Comparisons are blocked by selecting an attribute that is highly likely to be the same for two records if they belong to the same entity. If the values of two records are too dissimilar, the records are removed from the comparison process.
03. Mapping fields across datasets
For comparisons made across datasets, it is important to map fields that describe the same information. Field mapping is important because disparate data sources have varying:
a) Data structures, for example, one source stores Customer Name as one field while the other stores it in three fields: First, Middle, and Last Name. Field parsing should be performed (preferably in the initial phase of data preparation) to divide a longer field into smaller sub-components.
b) Field titles, for example, one source names the address field as Residential Address, while the other names it as Address
04. Creating match definitions for multiple comparisons
Comparing a single field between records may not yield accurate results. For the best results, you may want to select a combination of fields for matching. Moreover, some data matching tools allow you to design multiple combinations computed with logical AND/OR operations. Consider the following example of customer data matching to understand how this works:
Your customer datasets lack unique identifiers, so you decide to match on a combination of fields. You can design three match definitions:
i) Definition 1 matches Name, Street Number, Street Name, and Zip Code
ii) Definition 2 matches Name and Phone Number
iii) Definition 3 matches Email Address
For two records to be a match, they need to match on all fields of Definition 1, OR all fields of Definition 2, OR all fields of Definition 3.

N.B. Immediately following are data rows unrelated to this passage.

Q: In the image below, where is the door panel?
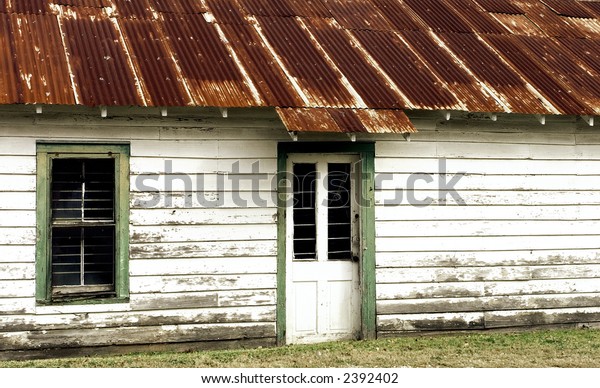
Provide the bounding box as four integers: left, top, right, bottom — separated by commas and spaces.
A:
286, 154, 361, 343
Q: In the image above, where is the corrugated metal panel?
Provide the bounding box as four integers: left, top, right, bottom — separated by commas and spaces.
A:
0, 13, 21, 104
162, 14, 260, 107
371, 0, 426, 31
321, 0, 393, 31
216, 22, 304, 106
309, 19, 406, 108
49, 0, 112, 8
404, 0, 472, 32
61, 13, 144, 106
579, 1, 600, 18
353, 31, 460, 109
476, 0, 525, 15
485, 35, 592, 114
400, 31, 502, 112
8, 0, 49, 13
513, 0, 587, 38
439, 33, 552, 113
277, 108, 416, 133
281, 0, 331, 18
151, 0, 208, 14
513, 36, 600, 113
493, 13, 547, 36
558, 38, 600, 79
569, 18, 600, 39
11, 14, 75, 105
112, 0, 154, 19
205, 0, 248, 25
542, 0, 595, 18
238, 0, 296, 17
258, 17, 359, 108
119, 19, 194, 106
443, 0, 508, 34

For every field comparison, you must configure basic settings, such as the match algorithm type, its weight, and threshold for classification. Let’s review what these settings are in more detail:
a) Selecting type of data match algorithm
Different data matching algorithms are used depending on the nature of the data to be compared. For example, integers are compared differently than open-text string fields, so the entity matching algorithm used to compare names should be different from the one used to compare street numbers. A list of most common data match algorithms used is given below:
i) Exact: Does not allow any tolerance in difference and expects to find a full match of character to character.
ii) Fuzzy: Allows tolerance in difference and evaluates the likelihood of two strings being similar by using probabilistic matching. Fuzzy matching technology utilizes a number of industry leading techniques, such as Levenshtein Distance (or Edit Distance), Damerau-Levenshtein Distance, Jaro-Winkler Distance, Metaphone 3, Name Variant, etc.
iii) Phonetic: Useful for matching similar sounding strings as it matches words by their pronunciation. Phonetic match can be exact or fuzzy.
iv) Numeric: Used to run a probabilistic match on numeric fields.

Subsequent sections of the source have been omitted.